Review of Mirror

Mirror (1975)
10/10
taking a walk through the portals of Tarkovsky's mind: poetic and dreamlike, with the flow of thought as opposed to narrative
26 January 2008
I can't say for certain how The Mirror had the impact it did, but it just worked like a kind of pure cinematic experience, minus the usual traditional narrative. There is something of a flow to the proceedings, but it's in pieces, fragments, the memory of (as late in the film we learn) a dying man. One person said in these comments on IMDb that there's something about the Mirror that deals with time, profoundly, and I think that's one of the keys to the picture. Among the few that are read, there is a poem narrated over documentary footage of soldiers walking along, and the poem talks of death as being only temporary, of someone dying at seven or seventy, but that there's a constant reality that continues even after one dies. There's something poignant being said there, almost out of reach, but plain as day. What can one do with a lifetime? There's childhood, adolescence, adulthood, marriage, divorce, and eventually the end.

So The Mirror is, at the end of it all, a reflection (no pun intended) on life spent in a society, in this case Russia which the film very much is rooted in, the history of it, and how one spends with those he or she loves or tries to care for, not to mention work and (occassionally) play. We see scenes of a woman named Natalya, who is also the 'mother' figure (most likely meant to symbolize Tarkovsky's own maternal figure), and in crucial scenes like her at her job as a proofreader, or socializing with a Spanish bullfighter, or when she breaks up with her husband to marry a writer ("is he Dostoyevsky?" he asks sarcastically), and even in dreams where she washes her hair, in slow motion, and walls and the ceiling crumbling around her. But after a while, the two blend together, with maybe only some little differences in how we view the women, played by a very great and deeply emotional Margarita Terekhova, who in viewed through the prism of The Mirror is left to the audience to decide when is which and how.
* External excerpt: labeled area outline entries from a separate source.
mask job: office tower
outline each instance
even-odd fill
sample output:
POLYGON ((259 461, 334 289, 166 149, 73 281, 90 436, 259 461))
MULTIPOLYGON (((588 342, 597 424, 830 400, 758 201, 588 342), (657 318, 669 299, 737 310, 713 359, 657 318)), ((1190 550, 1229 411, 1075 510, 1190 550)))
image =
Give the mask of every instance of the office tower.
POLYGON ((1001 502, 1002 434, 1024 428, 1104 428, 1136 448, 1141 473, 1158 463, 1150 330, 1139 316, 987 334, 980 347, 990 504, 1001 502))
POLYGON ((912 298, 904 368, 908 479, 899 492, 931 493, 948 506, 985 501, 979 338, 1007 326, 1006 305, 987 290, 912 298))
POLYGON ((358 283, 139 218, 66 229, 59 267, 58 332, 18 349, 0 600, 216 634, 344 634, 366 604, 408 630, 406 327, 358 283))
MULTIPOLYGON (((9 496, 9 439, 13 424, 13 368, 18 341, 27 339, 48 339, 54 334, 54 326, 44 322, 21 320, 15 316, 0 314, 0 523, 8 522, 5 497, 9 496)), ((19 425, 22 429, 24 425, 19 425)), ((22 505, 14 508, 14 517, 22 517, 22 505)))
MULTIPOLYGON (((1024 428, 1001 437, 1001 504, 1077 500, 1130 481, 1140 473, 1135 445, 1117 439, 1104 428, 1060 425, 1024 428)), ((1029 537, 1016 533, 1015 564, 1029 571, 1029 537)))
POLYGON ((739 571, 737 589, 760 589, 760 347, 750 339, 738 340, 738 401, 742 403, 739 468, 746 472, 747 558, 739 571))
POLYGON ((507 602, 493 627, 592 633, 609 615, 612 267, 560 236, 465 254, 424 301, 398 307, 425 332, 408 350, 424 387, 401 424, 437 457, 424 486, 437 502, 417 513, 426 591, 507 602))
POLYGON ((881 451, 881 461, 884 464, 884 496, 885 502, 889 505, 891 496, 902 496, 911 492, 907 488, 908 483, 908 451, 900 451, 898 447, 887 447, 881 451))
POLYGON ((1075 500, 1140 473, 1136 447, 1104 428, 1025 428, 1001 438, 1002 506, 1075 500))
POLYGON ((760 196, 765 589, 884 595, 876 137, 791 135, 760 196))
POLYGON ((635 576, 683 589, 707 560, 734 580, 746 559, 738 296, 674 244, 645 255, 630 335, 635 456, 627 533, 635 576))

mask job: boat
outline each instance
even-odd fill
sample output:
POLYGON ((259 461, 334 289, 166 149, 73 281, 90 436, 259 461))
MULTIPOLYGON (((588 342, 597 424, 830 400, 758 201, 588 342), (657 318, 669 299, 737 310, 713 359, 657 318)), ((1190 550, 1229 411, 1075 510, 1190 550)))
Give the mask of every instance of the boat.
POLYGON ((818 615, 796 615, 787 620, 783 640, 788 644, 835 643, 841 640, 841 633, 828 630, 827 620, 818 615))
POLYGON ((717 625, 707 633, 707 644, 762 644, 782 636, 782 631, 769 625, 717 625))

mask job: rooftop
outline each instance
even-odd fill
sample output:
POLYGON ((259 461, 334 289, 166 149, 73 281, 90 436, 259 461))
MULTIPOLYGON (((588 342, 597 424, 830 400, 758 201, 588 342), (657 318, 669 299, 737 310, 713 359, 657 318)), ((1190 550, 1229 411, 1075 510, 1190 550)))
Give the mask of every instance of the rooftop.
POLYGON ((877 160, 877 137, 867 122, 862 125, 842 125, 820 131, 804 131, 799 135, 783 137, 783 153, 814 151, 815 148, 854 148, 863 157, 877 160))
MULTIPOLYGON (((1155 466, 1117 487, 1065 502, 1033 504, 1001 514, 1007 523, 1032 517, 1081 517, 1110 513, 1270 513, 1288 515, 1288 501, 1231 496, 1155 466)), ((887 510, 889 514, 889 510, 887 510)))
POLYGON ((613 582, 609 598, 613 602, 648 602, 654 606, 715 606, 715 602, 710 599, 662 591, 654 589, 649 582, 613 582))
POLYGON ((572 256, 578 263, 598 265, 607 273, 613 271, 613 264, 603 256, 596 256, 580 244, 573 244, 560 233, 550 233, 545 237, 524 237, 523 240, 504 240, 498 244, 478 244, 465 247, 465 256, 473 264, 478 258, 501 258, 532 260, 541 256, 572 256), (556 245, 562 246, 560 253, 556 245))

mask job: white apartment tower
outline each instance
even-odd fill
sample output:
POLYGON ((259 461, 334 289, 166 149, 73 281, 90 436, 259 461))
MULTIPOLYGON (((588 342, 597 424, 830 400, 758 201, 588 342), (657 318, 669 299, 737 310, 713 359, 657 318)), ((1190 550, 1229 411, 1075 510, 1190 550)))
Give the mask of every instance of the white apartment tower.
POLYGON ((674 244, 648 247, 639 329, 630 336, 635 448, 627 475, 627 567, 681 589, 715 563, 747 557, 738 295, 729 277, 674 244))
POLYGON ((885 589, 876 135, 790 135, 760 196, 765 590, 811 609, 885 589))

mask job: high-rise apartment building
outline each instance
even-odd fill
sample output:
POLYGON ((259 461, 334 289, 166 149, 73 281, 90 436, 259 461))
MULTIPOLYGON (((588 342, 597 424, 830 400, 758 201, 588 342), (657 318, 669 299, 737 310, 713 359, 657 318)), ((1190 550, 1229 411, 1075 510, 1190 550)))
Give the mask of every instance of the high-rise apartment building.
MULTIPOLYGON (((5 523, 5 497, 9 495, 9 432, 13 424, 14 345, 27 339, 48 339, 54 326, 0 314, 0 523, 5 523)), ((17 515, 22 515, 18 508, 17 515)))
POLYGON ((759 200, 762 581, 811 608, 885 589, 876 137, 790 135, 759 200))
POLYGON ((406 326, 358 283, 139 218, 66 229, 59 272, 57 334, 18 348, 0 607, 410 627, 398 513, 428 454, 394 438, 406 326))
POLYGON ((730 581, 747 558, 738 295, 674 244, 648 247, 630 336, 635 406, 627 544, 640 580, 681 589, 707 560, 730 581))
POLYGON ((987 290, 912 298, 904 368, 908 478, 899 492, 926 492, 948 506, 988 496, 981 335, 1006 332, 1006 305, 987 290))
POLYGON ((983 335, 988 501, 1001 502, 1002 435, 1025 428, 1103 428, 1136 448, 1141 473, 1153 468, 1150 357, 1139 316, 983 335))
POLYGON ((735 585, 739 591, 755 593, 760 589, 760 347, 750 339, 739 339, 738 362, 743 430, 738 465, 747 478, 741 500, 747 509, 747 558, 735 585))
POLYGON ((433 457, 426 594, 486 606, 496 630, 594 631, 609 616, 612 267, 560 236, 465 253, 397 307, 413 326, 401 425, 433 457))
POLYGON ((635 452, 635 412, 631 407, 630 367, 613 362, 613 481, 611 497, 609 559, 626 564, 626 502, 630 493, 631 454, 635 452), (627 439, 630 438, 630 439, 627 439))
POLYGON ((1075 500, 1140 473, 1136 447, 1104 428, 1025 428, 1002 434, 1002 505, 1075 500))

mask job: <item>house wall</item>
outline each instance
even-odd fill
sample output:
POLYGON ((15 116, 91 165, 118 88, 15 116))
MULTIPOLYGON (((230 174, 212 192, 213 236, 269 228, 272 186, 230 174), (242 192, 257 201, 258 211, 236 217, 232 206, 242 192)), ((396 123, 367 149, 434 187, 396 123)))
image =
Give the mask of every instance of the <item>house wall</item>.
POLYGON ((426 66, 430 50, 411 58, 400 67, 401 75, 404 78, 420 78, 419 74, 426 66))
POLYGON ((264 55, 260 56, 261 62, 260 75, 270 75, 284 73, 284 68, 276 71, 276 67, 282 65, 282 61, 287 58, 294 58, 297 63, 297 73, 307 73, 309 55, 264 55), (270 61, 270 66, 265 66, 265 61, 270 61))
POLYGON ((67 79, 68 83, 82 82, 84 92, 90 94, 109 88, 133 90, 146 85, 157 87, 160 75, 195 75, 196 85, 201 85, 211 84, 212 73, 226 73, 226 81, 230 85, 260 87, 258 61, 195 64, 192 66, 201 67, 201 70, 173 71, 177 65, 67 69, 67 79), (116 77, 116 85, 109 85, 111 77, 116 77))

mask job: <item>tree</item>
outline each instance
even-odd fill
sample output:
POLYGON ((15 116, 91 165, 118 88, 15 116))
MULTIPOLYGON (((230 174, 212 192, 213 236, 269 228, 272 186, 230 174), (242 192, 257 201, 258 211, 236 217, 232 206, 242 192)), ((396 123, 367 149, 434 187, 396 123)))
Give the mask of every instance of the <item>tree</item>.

It should be a pretentious effort, and once in a while it does feel that way (a scene where the boy and his mother go to a neighbor's house, and the boy sits alone looking at the title object reminded me of "Mirror, Father, mirror" from Ghost World). But rarely from a European filmmaker have I been rattled with the challenge Tarkovsky presents. For one like myself who loves great poetry that enriches the mind, loves great technique with a visionary who knows few bounds with the camera careening and moving fearlessly in some scenes (particularly around the locations outside the house of the family in the country-side), loves things in style like lighting and perfect mix of B&W and color and little editing tricks that jar the senses like being witness to a fire-bomb thrown at the conventions of the usual in storytelling, and basically like a challenge to ones senses, The Mirror is fantastic. Few films combine themes of war, of social decimation, of familial crises, of the memories of things and objects (i.e. art book), and mortality like the Mirror, so even when it seems to distance the viewer with its approach to revealing it's not something to discard very easily on the whole.

I'd be careful who I'd recommend it to- it's the kind of film that would draw enough comments going either way (love or totally hate or confused by) as to be close to polarizing- but for those who want to take a chance, it's one of the director's best, a unique triumph of personal film-making. To see it on the big screen, I might add, is a significant plus.